# 1. Introduction
## 1.1 Summary
A market basket analysis would help understand the purchase behavior of customers. In a shopping cart, normally, there are several items as a combination depending on the preference of different customers. Knowing what items would come after particular items, shelf planners would have better ideas of what items should be put together. Also, retail managers would better understand what sorts of items should be stored in the warehouse to prevent insufficiency.

## 1.2 Analytics Tool and Dataset
This analysis uses Python as an analytics tool. 

There 2 given datasets. One contains 38765 transaction records with member IDs, transaction dates, and item names. The other one contains 14963 rows with only the items per transaction. 

# 2. Prepare
## 2.1 Analysis Plan
The analysis plan is to answer the questions.

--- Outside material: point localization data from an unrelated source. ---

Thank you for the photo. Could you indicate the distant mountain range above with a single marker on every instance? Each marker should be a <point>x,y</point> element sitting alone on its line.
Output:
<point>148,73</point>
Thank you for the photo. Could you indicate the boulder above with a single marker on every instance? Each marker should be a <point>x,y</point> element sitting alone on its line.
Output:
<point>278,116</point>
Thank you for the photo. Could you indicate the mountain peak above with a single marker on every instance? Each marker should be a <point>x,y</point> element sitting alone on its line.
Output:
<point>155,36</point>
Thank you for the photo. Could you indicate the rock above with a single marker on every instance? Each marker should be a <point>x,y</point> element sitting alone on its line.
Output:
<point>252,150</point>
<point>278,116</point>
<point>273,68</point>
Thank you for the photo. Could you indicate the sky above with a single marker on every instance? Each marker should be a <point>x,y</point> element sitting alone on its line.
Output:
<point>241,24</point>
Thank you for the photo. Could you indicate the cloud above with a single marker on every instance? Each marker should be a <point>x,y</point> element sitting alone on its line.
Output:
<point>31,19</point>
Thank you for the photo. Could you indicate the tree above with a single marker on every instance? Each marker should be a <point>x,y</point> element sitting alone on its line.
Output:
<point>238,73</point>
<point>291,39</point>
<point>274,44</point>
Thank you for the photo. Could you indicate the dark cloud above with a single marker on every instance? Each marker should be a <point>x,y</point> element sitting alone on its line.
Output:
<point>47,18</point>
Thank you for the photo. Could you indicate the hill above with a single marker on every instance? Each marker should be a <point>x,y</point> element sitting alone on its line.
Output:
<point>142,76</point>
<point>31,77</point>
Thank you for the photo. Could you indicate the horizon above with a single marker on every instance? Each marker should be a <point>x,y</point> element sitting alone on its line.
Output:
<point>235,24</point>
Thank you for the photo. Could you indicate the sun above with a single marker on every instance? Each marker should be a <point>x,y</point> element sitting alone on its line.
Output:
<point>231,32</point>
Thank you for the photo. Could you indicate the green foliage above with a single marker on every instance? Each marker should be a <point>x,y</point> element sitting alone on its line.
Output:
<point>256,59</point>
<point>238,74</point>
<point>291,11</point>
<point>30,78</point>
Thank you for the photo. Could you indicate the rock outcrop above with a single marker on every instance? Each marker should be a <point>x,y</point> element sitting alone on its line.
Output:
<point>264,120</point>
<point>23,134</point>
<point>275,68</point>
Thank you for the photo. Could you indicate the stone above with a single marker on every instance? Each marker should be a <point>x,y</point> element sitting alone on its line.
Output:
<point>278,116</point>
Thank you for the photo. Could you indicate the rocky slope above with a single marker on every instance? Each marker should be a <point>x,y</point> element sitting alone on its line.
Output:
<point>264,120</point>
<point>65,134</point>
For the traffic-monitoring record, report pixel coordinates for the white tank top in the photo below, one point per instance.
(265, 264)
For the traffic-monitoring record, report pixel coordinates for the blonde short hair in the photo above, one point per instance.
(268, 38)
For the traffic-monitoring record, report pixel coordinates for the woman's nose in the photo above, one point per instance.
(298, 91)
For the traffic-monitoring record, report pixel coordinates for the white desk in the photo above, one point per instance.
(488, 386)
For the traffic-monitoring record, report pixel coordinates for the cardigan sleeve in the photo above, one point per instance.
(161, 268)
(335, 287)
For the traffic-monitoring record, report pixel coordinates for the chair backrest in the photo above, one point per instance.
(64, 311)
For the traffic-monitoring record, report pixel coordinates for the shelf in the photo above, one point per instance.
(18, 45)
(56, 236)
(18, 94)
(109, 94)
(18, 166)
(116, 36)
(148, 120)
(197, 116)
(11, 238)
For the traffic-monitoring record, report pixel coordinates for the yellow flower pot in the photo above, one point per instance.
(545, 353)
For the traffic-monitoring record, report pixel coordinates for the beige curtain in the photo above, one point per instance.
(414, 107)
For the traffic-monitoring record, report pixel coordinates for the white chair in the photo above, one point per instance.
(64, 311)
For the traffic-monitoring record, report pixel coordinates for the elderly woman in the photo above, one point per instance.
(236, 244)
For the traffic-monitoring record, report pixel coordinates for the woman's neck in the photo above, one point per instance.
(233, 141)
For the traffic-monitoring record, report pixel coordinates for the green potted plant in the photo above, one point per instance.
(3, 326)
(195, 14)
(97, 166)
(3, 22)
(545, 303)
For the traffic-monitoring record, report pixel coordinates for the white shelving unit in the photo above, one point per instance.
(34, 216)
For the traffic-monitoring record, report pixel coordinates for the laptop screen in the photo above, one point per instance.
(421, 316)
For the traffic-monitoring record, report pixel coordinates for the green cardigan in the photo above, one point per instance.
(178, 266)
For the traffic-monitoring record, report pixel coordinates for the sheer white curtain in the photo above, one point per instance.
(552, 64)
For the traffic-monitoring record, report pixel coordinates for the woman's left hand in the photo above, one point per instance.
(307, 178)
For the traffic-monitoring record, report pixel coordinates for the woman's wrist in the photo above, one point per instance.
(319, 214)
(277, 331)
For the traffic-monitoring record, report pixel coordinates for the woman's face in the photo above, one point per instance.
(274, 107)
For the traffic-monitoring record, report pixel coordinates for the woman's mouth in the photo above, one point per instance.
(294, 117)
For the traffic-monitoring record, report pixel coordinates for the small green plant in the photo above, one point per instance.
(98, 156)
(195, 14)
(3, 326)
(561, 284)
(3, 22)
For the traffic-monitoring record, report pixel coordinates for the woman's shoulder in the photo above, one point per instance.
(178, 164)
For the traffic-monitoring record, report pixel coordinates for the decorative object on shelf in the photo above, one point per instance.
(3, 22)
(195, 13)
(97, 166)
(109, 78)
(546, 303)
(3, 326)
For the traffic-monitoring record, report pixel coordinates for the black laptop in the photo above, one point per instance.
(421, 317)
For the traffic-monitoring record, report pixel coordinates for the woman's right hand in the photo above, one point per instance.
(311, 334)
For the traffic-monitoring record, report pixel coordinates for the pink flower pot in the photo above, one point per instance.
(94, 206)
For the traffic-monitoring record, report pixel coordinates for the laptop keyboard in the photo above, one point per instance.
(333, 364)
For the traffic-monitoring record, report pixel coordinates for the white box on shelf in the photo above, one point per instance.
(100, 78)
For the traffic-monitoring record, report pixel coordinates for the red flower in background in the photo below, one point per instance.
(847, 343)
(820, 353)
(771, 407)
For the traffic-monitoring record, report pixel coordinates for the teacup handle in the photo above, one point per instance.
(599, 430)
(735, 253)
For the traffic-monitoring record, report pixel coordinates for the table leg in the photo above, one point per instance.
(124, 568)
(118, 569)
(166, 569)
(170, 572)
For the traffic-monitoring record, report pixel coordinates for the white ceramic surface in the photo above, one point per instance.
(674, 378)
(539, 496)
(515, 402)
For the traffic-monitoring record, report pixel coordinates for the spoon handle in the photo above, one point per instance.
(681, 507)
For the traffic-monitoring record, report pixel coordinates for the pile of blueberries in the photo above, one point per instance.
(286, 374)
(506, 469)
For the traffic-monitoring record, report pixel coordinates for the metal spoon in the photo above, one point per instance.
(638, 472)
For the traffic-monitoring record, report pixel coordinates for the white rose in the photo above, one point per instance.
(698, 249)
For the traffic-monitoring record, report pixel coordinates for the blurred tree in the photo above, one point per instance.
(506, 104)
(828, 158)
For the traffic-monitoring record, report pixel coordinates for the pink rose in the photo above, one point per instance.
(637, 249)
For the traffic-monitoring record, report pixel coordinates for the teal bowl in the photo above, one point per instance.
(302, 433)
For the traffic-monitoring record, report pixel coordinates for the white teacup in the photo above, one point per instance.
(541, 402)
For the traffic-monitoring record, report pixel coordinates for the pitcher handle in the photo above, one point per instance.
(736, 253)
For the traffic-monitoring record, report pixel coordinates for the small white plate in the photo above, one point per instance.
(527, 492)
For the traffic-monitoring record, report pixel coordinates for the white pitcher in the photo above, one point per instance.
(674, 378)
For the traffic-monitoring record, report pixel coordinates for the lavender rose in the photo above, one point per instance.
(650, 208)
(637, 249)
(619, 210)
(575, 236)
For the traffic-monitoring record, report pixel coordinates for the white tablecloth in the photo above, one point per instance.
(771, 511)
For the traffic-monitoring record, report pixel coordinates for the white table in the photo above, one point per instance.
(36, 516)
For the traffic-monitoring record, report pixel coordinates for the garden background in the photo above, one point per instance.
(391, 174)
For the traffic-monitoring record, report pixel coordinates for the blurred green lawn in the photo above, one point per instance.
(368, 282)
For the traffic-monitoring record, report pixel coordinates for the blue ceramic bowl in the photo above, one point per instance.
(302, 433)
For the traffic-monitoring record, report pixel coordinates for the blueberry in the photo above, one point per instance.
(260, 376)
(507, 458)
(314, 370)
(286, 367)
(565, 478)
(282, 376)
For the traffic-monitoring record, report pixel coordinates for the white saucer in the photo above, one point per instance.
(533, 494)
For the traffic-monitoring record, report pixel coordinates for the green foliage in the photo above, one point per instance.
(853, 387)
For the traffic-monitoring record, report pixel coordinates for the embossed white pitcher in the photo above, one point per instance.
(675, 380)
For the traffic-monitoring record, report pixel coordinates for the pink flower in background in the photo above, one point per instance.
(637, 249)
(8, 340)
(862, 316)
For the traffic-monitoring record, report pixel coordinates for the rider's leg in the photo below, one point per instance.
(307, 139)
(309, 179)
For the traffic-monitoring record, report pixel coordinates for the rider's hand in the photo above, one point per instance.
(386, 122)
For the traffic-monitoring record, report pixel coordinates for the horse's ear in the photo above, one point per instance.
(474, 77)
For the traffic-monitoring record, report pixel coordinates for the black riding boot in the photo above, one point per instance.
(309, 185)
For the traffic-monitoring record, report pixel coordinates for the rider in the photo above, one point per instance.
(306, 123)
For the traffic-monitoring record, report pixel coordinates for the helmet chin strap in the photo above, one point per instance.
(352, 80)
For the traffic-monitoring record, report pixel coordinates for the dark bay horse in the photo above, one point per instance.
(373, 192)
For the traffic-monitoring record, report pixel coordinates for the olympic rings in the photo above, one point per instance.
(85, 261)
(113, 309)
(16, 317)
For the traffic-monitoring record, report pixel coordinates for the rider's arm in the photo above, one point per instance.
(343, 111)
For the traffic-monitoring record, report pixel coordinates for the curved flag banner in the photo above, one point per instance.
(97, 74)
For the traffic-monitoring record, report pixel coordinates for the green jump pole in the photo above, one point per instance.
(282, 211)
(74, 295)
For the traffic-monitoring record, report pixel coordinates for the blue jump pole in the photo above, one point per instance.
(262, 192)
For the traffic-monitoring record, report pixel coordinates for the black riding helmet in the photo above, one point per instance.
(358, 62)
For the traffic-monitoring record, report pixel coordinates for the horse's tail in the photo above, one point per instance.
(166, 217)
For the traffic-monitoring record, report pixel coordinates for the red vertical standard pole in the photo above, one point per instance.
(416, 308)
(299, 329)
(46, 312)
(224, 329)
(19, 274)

1. What are the most frequently sold items?
2. what are the consequents of the chosen items?
3. How confident do the consequents come after the items?
4. What are the most important items that should always be in the store?
5. How the item network looks like?
6. What is the difference between analyzing the data based on customer ID and different transactions?

## 2.2 Method

This analysis will load the 2 datasets. The first one with member IDs will be used for creating a basket model based on IDs. The other one will be used for creating a model based on transactions. Literately, the total number of sold items should be the same. The analysis steps are as below.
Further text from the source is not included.